Préface
In girum imus nocte et consumimur igni
L’année 199., il m’est arrivé de louer, avec O., ma compagne d'alors, une petite maison rurale, dans un coin reculé du Périgord, non loin de la petite ville médiévale de B. Le bâtiment était un peu isolé, je suis trop attaché à la ville et à son énergie pour goûter cette sensation de complète solitude, au bord d’une vaste forêt qui, croit savoir O., fut habitée pendant des millénaires, jusqu’à il y a moins de 150 ans. Il faudrait aimer l’oisiveté, au moins la lecture, même le tricot, pour survivre là, au bout du chemin bordé de pommiers, quand les seuls loisirs consistent à préparer le bois pour le feu ou à marcher, les jours secs, sur des sentiers anciens. O. aime cette vie un peu vide, elle se repose, dit-elle, du stress de sa vie professionnelle - et je soupçonne qu’elle aime m’avoir à côté d’elle, inactif et disponible, comme une sorte d’animal de compagnie, comme le mâle domestiqué que j’ai accepté de devenir. Comme sa beauté toujours me coupe le souffle, qu’elle se densifie encore à la lumière du feu de bois, quand la lumière des flammes danse sur son corps souple, je laisse couler les journées pour des nuits qui sont plus joyeuses qu’elles.

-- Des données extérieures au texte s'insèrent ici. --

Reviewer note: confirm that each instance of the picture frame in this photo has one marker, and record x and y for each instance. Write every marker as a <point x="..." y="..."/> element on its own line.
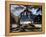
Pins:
<point x="7" y="16"/>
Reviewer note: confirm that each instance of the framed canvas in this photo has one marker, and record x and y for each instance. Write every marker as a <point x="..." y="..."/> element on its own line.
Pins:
<point x="24" y="18"/>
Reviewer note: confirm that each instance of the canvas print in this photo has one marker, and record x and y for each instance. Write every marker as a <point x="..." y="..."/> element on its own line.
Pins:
<point x="25" y="18"/>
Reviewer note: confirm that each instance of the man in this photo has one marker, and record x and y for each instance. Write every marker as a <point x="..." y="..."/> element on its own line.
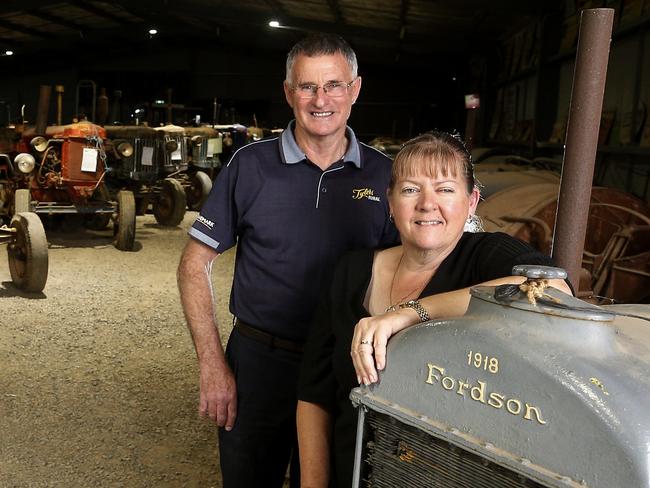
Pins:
<point x="293" y="205"/>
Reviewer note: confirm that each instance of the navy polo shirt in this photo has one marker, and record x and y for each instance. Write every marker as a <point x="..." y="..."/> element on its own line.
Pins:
<point x="291" y="222"/>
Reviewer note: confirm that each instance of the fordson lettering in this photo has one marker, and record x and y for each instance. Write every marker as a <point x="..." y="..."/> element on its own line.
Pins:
<point x="478" y="392"/>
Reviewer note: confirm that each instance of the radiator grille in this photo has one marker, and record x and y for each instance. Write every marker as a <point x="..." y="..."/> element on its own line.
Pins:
<point x="398" y="455"/>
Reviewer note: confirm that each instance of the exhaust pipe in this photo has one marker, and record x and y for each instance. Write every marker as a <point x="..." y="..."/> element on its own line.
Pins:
<point x="582" y="140"/>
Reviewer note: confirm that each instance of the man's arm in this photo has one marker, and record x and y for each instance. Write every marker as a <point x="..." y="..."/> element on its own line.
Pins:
<point x="218" y="396"/>
<point x="314" y="439"/>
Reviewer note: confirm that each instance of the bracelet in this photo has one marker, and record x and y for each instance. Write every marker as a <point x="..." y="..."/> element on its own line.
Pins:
<point x="419" y="309"/>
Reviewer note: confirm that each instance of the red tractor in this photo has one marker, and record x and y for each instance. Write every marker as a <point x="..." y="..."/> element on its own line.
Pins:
<point x="63" y="172"/>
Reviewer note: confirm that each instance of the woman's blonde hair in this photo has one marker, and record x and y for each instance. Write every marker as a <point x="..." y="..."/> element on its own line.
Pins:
<point x="433" y="153"/>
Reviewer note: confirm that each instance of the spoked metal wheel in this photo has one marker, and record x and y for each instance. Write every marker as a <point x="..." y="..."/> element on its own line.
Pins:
<point x="124" y="224"/>
<point x="169" y="207"/>
<point x="22" y="201"/>
<point x="198" y="191"/>
<point x="28" y="257"/>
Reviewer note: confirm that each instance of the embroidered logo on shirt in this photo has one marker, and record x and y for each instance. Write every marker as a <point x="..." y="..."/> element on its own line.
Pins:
<point x="208" y="223"/>
<point x="369" y="193"/>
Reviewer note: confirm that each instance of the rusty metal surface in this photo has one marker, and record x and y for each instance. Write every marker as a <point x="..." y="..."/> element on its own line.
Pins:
<point x="582" y="378"/>
<point x="582" y="138"/>
<point x="616" y="255"/>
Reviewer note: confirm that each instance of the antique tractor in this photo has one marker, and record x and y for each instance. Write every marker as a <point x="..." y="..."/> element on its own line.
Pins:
<point x="63" y="172"/>
<point x="205" y="144"/>
<point x="140" y="159"/>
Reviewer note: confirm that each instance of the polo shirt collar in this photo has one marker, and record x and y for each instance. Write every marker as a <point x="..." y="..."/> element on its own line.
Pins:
<point x="292" y="154"/>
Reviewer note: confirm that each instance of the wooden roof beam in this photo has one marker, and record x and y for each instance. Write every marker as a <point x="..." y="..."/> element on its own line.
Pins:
<point x="7" y="24"/>
<point x="54" y="19"/>
<point x="99" y="12"/>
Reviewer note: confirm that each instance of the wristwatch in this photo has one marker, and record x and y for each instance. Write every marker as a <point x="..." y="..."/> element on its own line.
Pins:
<point x="419" y="309"/>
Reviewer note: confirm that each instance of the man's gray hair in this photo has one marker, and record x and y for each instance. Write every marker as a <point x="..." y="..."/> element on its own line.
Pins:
<point x="320" y="45"/>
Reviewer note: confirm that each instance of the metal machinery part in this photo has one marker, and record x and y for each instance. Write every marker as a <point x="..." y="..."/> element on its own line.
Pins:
<point x="616" y="258"/>
<point x="205" y="146"/>
<point x="511" y="395"/>
<point x="26" y="251"/>
<point x="134" y="156"/>
<point x="175" y="157"/>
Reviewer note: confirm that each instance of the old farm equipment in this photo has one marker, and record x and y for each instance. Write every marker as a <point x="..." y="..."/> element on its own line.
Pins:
<point x="499" y="171"/>
<point x="523" y="391"/>
<point x="23" y="232"/>
<point x="149" y="163"/>
<point x="205" y="146"/>
<point x="512" y="394"/>
<point x="68" y="178"/>
<point x="616" y="256"/>
<point x="171" y="202"/>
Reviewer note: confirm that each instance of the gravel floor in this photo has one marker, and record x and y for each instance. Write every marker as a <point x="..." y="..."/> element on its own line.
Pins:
<point x="98" y="377"/>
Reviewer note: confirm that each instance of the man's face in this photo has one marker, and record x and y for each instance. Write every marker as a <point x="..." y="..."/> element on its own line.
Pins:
<point x="321" y="115"/>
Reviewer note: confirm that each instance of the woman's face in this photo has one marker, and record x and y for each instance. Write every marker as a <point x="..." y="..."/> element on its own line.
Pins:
<point x="430" y="213"/>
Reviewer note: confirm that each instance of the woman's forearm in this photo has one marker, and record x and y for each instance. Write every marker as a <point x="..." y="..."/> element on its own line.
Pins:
<point x="314" y="425"/>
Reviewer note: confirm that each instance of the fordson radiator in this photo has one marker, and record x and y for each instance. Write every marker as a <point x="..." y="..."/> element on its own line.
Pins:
<point x="512" y="394"/>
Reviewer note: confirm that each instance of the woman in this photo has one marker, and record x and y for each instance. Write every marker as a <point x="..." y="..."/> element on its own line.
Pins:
<point x="432" y="196"/>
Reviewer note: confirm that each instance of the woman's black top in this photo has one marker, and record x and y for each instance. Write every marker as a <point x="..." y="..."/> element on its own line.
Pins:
<point x="327" y="374"/>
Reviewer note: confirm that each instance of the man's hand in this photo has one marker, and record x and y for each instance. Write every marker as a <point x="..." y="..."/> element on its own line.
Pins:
<point x="218" y="397"/>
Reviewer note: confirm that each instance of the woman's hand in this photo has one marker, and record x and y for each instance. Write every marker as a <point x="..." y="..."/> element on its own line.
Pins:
<point x="371" y="334"/>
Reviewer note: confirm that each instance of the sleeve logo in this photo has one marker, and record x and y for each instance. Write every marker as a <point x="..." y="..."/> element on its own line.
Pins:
<point x="208" y="223"/>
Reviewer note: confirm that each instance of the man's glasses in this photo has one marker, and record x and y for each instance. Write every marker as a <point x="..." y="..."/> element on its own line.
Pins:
<point x="333" y="89"/>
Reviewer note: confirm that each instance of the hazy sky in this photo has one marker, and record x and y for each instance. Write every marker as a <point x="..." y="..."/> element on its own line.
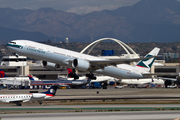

Dans ce temps de vacuité, glissant comme un fluide un peu collant, il m’est arrivé de vaquer à travers la maison vide, dans le plus grand désœuvrement, cherchant de quoi tromper mon ennui. C’est ainsi que j’ai trouvé, là où il avait sans doute glissé par accident, derrière un meuble, un cahier de quelques dizaines de feuillets sous une couverture de papier fort, soigneusement cousu à l’orientale. Cela se présentait comme un journal, cheminant de date en date, au long d’une sorte de conversion. L'homme qui avait écrit cela était aussi un animal domestiqué, mais aux prises avec ses démons intérieurs, et qui ne se satisfaisait pas de grand chose. Si je qualifie ce texte de recherche alchimique sur le feu intérieur, sur la nature de l’érotisme, de quête spirituelle, il va perdre des lecteurs. Alors disons simplement qu’il y est question d’amour. Pour ma part, il m’a touché, l’ennui dans lequel je baignais n’y est peut-être pas étranger, ni la proximité masculine avec son auteur.
J’aurais pu rechercher, parmi les anciens locataires de la maison, l’homme qui a écrit ce journal-confession mais je ne l’ai pas fait. J’ai préféré interpréter le soin apporté à la reliure comme un souhait d’être publié : c’est le texte lui-même qui fait connaître sa volonté propre et recherche son destin. Aussi je vous le livre tel que je l’ai trouvé, à cela près que j’ai retiré avec soin tout indice qui permettrait de remonter aux protagonistes.
Une dernière chose : le texte ne comportait pas d’autre titre que Journal 19.-20. J’ai pris la liberté de l’appeler Le Buveur de thé, parce que, si « le tch’an contient le bouddhisme et le tao, le zen contient le tch’an et la Voie du thé contient le zen », notre diariste semble aimer l’idée selon laquelle le thé contient sa vie entière, la résume et la transcende.